My style is more cartoony – think jak and daxter, ratchet and clank, nintendo games etc; I don’t think I could ever do things for more realistic and detailed games like warcraft, assassins creed, mass effect etc. I could, however, happily do things like backgrounds, plants, animals, etc – is that makes sense?

I have been working full time to support myself since I left school, and initially felt it was “too late” for me to go back to school, but my parents are willing to help support me while I study. I am just not sure how to go about it, should I give up on my game design dream? Is it really too late to start on something so popular?

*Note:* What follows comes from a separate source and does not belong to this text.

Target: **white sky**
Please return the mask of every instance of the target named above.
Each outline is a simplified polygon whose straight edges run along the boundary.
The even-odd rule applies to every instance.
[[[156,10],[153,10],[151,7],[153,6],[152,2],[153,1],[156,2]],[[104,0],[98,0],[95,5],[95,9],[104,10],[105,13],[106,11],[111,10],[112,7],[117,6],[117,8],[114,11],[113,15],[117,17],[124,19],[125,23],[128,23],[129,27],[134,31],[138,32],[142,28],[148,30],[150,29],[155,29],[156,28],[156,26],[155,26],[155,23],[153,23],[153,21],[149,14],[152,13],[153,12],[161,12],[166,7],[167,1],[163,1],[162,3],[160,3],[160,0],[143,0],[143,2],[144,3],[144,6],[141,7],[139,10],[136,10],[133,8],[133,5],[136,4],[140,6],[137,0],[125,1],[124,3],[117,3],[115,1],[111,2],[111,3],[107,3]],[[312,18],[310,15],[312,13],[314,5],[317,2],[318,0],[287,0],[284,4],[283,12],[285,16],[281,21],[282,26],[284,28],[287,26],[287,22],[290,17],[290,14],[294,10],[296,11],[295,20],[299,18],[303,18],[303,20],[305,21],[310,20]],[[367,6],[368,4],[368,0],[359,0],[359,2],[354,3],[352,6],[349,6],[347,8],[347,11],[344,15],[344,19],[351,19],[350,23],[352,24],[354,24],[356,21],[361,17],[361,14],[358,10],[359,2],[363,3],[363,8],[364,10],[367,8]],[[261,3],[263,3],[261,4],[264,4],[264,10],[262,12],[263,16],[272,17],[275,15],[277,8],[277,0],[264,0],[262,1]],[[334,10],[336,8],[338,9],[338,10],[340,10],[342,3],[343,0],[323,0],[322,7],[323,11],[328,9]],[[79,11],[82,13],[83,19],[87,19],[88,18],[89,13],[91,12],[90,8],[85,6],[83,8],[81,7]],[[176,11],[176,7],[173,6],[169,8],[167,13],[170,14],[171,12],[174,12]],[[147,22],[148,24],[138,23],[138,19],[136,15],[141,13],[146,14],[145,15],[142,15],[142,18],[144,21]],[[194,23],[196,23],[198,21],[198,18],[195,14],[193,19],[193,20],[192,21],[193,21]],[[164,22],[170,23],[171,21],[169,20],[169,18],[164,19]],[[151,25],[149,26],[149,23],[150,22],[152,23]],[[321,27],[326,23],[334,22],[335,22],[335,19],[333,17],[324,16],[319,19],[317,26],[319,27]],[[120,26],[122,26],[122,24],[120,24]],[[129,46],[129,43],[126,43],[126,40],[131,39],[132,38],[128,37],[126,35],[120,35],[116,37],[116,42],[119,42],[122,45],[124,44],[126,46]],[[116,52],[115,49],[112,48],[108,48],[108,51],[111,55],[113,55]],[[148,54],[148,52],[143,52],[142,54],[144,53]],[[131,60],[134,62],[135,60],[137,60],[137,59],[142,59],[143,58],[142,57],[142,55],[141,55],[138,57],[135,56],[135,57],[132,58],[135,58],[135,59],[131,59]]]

Maybe I am looking into the wrong area, should I focus on art and illustration and some graphic design instead? Hoping that maybe one day I’ll get to work on a game? I am sick of the corporate call centre scene where I am now, and it is slowly killing my soul! I want to study and do something I’m actually passionate about for a career… I don’t need hundreds of thousands of dollars to make me happy, I would love to earn just enough to live comfortably, not extravagantly. I earn $50,000 pet year at the moment, realistically I would need to make at least that to live on a single income if need be, and still be able to save money. I don’t mind working odd hours or weekends, and would happily move around the country, or another country if need be.

4 Answers

  • Anonymous
    8 years ago
    Favorite Answer

    People are actually looking for background and plant designers too, since not everyone wants to do that. I think there are many more positions open for that than for character designers. If you're really really passionate about this and willing to put in all of your time, go for it. It sounds like you're really not happy with your job. You don't want to look back and think that you should have at least tried it out. With the salary you have, I think you can easily afford it. Game design programs cost anywhere between 10 and 50 thousand. (Canada has way cheaper courses than the states, by the way.)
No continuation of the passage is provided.